Helsinki, 5th April 2018 - Many factors limit the selection of available remediation methods for polluted sites. Miiro Jääskeläinen, Project Manager at Eko Harden Technologies explains the most common road blockers for the more resource-intense remediation methods such as ex-situ and mass-transfer.

Miiro Jääskeläinen, Project Manager at Eko Harden Technologies, looks at the issues.

Helsinki, 5th April 2018: In Europe, there are approximately 340 000 contaminated sites which likely require remediation according to the European Environment Agency (EEA).

Hans Bruyninckx, EEA Executive Director, said: “Managing contaminated land in Europe costs an estimated €6.5 billion per year. Much of this is paid by companies but there is also a high public cost. The largest cause of soil contamination is poor waste management, so preventing waste in the first place could reduce the burden on society.”

Because of the vast number of polluted sites requiring cleaning, the high cost of cleaning, and because remediation procedures themselves can be harmful to the environment, choosing the most effective, ecological and cost-efficient cleaning technology and method makes a big difference on a global scale.

The Alternatives: In-situ, Ex-situ and Mass-transfer

Generally, cleaning methods are categorized into in-situ, on-site and off-site ex-situ and into a traditional mass-transfer and landfill containment.

Ex-situ remediation methods involve excavation of affected soils from its original location and subsequent treatment on-site or off-site as well as extraction of contaminated groundwater and further treatment at the surface. In-situ remediation methods mean treating the contamination in its original place, without removing the soils or groundwater from its original location.

Within ex-situ and in-situ remediation, the contaminated material can be cleaned by several methods usually categorized by their treatment mechanism: physical, chemical, electrical, thermal and biological. Alternative categorization would be by the intended effect on the pollutant: degradation, collection, insulation or stabilization. Due to the complex nature of many polluted soils and contaminants, more than one remediation technique is usually required to reduce the total or available concentrations of targeted pollutants to acceptable levels.

In addition to ex-situ and in-situ remediation methods, a more traditional remediation approach consists of mass-transfer methods. In the case of polluted land site, soil is excavated and disposed to a landfill and substituted with soil material from another location. If groundwater is polluted, the so called “pump and treat” method is commonly used to block contaminant transfer and spreading off site and gradually capture the contaminant from the pump and treat well system.

Choosing the Optimal Method

Once a site is suspected of being contaminated, an assessment of contamination is required. Many parameters will guide the selection of the remediation methods: the contaminants discovered, the physical and chemical qualities of the contaminated media, historical use of the site, the materials used and produced on site and the result of the chemical analysis.

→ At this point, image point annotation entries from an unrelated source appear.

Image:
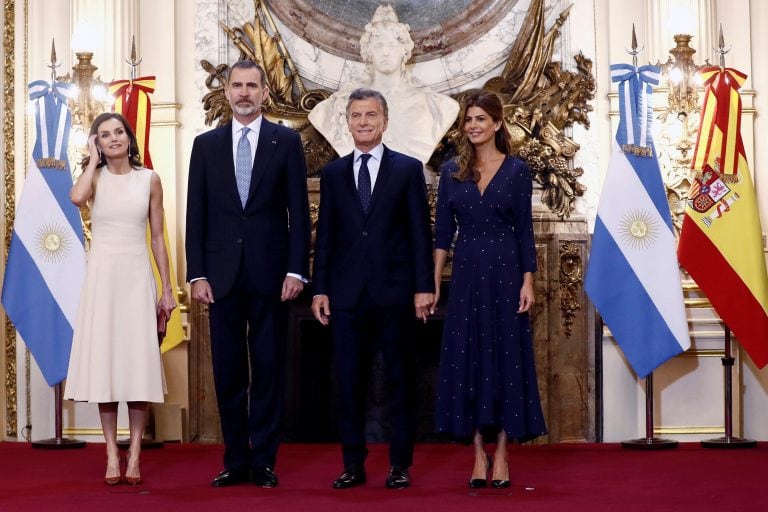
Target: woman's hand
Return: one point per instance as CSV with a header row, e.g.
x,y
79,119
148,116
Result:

Usually, the whole range of technologies and methods are available. However, many factors, not typically considered within contamination assessment, limit the selection of available remediation methods. Here are the most common road blockers for those more resource-intense remediation methods such as ex-situ and mass-transfer.

High and Unpredictable Cost of Mass-transfer

Soil excavation, disposal and containment to landfill is a fast method that provides often undisputable and easily determined results. However, it comes with a high, and at worst, an unknown price tag due to the costs associated with physical excavation, transportation of polluted soil out to a landfill and transportation of replacement fill back to the site. Dumping polluted material at a landfill is subject to high and rising admission fees and taxes. Consequently, remediating sites with large contaminated volumes using off-site ex-situ or mass-transfer impose a high cost. Furthermore, the exact volume to be excavated is not in many cases forecasted accurately in advance. As a result, the costs of excavation and transport may prove manifold compared to the original estimation.

Disruptions on Business, Public Service and Infrastructures

When the polluted soil, ground-water is situated for example under a road or a railroad track, at an airport, underneath an active industrial building or other type of civil infrastructure, remediation methods such as excavation are practically impossible to apply because of physical limitations, or because they could cause harm or even create a long-lasting disruption of traffic, business operations, or on other vital processes. In such cases, modern in-situ technologies and methods are the only possible treatment method as many can be applied without affecting surroundings. As an example, in 2015, the soil beneath a busy railway yard in Sao Paolo in Brazil was contaminated by polycyclic aromatic hydrocarbons (PAH). Remediation through ex-situ or mass-transfer were ruled out due to resulting disruptions on rail traffic. Eventually the site was successfully remediated using the electrokinetic oxidation method without interruption to daily rail operations.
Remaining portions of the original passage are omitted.